To be sure, countries in Latin America and Turkey face the lowest 10 per cent baseline tariff — but among large Asian exporters, which are the closest competitors, India has clearly fared better. For now, pharmaceuticals have been exempted, adding to India’s advantage.
In short, despite a murky policy environment and likely weaker global export demand, this is a boost to the “China-plus-one,” “Vietnam-plus-one,” and “Bangladesh-plus-one” strategies that global firms are pursuing. If one looks closely, the impact of the new tariffs will be to undermine the China-centred global value chain in Asia because the countries hit hardest are an integral part of it.
How should India respond?
India’s priority should be to grow its global market share — regardless of whether global trade itself is expanding. To that end, India must aim to improve its competitiveness by reversing current trade policy trends. While the US may be using reciprocal tariffs as a pressure tactic to bring countries to the negotiating table, India should liberalise trade policy not reactively, but as part of a long-term strategy. This reform agenda should rest on three pillars.
First, tariffs must be lowered and rationalised. A uniform tariff of 5-10 per cent or a two-tiered structure (for example, five per cent on inputs and 10 per cent on final goods) would simplify the system. This would reduce inefficiencies, delays, and rent-seeking at the border.
Second, eliminate non-tariff barriers like quality control orders that act as disguised protectionism rather than ensuring standards. Combined with lower tariffs, this would help make India a low-cost destination for investors.

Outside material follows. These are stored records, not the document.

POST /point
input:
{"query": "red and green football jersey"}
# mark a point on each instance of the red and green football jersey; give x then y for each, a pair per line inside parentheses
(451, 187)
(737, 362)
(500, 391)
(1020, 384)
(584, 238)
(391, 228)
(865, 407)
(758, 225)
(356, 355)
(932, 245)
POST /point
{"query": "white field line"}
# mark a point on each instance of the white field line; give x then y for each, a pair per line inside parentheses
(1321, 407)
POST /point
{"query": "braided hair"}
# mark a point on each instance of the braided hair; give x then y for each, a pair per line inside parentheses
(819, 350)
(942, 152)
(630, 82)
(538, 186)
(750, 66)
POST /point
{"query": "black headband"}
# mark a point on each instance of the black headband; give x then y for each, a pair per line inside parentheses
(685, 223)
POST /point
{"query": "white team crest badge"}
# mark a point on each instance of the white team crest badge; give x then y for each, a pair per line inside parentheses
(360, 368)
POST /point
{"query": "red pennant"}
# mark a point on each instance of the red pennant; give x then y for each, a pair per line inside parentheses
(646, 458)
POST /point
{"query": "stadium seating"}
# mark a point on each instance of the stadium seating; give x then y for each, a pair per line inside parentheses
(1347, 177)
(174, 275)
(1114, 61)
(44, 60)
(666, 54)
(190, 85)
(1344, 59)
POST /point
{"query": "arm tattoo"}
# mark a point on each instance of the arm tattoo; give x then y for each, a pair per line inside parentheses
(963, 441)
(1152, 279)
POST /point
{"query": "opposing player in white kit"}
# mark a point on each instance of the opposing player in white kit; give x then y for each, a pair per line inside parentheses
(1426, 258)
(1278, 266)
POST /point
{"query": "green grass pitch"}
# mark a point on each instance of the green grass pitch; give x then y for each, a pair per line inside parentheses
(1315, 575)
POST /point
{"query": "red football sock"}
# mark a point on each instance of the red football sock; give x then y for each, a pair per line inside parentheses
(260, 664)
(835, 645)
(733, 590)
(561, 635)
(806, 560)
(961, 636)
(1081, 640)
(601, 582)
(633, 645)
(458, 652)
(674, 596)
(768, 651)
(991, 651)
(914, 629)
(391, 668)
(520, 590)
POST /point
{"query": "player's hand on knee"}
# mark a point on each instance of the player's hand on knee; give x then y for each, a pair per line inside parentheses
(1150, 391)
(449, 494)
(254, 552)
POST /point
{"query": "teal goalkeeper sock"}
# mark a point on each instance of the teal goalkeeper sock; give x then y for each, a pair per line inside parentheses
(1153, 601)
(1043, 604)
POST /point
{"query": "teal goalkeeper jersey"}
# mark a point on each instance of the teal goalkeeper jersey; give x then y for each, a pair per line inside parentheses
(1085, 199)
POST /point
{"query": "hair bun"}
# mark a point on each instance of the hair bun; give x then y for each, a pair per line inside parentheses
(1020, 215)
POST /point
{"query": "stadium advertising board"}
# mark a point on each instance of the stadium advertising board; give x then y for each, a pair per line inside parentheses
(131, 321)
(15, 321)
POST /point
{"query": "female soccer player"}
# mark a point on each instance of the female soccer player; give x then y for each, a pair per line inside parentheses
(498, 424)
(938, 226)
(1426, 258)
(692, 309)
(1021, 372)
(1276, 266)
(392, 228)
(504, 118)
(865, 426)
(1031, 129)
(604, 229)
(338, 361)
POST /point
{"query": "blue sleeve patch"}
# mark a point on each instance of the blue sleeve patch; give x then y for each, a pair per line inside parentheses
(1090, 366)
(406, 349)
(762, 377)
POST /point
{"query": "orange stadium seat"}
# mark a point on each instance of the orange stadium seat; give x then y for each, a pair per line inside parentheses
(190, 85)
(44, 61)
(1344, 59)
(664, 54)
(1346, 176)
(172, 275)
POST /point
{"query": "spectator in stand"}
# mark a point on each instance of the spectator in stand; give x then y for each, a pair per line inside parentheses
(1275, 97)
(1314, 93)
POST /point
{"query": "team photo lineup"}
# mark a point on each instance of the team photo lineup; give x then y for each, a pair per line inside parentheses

Third, and most critically, ensure policy stability. India must avoid the urge to frequently revise tariffs or impose retrospective duties, like those levied on Volkswagen and Samsung for decade-old imports. In today’s volatile global environment, stability is a key competitive advantage.
The main exception to this liberalisation agenda is agriculture, particularly food crops. In the current geopolitical climate, India must maintain domestic production to ensure food security. Trade policy here requires more caution. Still, there is scope to lower tariffs on non-food crops — or those not widely consumed in India — such as soybeans and maize meant for poultry feed, which are major US exports.

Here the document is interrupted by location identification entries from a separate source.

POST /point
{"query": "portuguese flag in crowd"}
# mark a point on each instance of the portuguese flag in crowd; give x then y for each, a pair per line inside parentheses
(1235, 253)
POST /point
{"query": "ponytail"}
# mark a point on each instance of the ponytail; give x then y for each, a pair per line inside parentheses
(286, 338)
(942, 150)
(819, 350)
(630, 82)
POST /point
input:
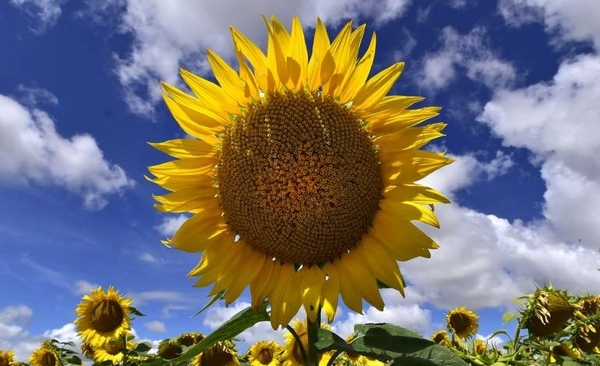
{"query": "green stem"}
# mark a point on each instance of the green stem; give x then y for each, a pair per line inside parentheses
(298, 342)
(312, 358)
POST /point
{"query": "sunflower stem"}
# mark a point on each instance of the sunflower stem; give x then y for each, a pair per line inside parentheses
(312, 358)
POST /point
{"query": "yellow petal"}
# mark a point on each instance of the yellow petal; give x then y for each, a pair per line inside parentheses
(377, 87)
(297, 59)
(190, 126)
(250, 268)
(409, 211)
(402, 120)
(411, 138)
(355, 274)
(311, 285)
(200, 231)
(255, 56)
(357, 78)
(331, 291)
(415, 193)
(276, 57)
(185, 148)
(186, 200)
(210, 95)
(380, 262)
(277, 296)
(351, 298)
(410, 166)
(319, 49)
(227, 77)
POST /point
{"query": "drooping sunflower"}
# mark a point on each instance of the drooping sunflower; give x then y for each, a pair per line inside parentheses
(441, 337)
(112, 350)
(301, 174)
(220, 354)
(46, 355)
(7, 358)
(462, 322)
(103, 316)
(265, 353)
(292, 350)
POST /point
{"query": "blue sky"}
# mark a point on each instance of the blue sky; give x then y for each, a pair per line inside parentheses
(519, 81)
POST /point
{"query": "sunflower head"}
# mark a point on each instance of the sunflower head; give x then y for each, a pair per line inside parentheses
(565, 350)
(301, 174)
(441, 337)
(87, 350)
(168, 349)
(46, 355)
(112, 350)
(547, 312)
(463, 323)
(265, 353)
(189, 339)
(589, 305)
(479, 346)
(103, 316)
(7, 358)
(220, 354)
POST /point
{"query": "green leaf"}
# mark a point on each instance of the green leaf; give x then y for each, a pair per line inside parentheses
(74, 360)
(508, 317)
(389, 342)
(214, 299)
(135, 311)
(143, 347)
(231, 328)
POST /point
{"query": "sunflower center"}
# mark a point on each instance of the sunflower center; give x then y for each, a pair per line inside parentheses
(265, 356)
(299, 178)
(107, 315)
(216, 356)
(48, 359)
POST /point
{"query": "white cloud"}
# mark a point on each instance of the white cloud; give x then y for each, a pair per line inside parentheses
(170, 224)
(155, 326)
(83, 287)
(404, 312)
(217, 315)
(38, 153)
(15, 336)
(32, 96)
(557, 122)
(486, 261)
(147, 257)
(44, 12)
(169, 34)
(465, 54)
(16, 314)
(575, 20)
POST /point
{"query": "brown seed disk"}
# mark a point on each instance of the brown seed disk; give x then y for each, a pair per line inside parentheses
(299, 178)
(106, 316)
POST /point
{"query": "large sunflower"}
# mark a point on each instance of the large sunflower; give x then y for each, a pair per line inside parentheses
(301, 179)
(46, 355)
(103, 316)
(265, 353)
(7, 358)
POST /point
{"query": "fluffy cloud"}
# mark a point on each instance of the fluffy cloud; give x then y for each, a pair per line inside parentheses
(170, 224)
(555, 120)
(44, 12)
(155, 326)
(575, 20)
(83, 287)
(169, 34)
(468, 54)
(15, 336)
(39, 154)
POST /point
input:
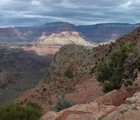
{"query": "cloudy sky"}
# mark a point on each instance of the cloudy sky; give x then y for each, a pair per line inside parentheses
(36, 12)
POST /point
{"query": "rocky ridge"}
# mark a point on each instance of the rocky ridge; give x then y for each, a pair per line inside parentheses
(64, 38)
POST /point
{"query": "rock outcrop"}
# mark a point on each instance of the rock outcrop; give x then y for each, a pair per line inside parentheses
(128, 111)
(91, 111)
(64, 38)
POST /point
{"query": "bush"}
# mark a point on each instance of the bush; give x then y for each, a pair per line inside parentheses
(110, 72)
(107, 86)
(63, 104)
(69, 74)
(20, 112)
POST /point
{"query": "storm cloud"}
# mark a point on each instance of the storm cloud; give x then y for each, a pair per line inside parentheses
(36, 12)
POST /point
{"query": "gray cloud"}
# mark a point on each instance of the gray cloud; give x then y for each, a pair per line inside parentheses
(35, 12)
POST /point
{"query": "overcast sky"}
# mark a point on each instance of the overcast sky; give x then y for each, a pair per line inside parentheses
(36, 12)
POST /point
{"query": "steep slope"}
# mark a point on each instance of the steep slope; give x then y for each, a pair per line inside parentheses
(71, 75)
(19, 71)
(128, 111)
(64, 38)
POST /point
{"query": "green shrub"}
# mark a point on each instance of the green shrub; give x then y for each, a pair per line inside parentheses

Counterintuitive as it may seem, the winners in this uncertain trade landscape will not be those who raise barriers but those who offer predictability and openness. Global firms will seek production hubs and export platforms that are cost-effective, policy-stable, can provide labour and capital at scale, and are insulated from retaliatory action. India can — and should — be that safe haven.
The imposition of tariffs will result in a significant macroeconomic shock. As per a note by JP Morgan, if these policies are sustained, they “could push the US and global economy into recession this year”. Trump has, however, indicated that the duties imposed could be decreased or limited in scope if countries undertake significant steps to address US concerns. India and the US are currently negotiating a trade deal. A few days ago, India agreed to the terms of reference for the agreement. It has also taken steps in therecent past — from cutting tariffs on high-end cars and high-capacity motorcycles to doing away with the equalisation levy — showing an accommodative stance. But, along with negotiating with the Trump administration and pushing ahead with the trade deal, Delhi must also pursue a more ambitious and broader agenda for trade reform.
This means resisting protectionism and doubling down on trade reform. This will not only secure India’s place in shifting supply chains but also send a strong signal to investors: India is open for business regardless of what other countries do.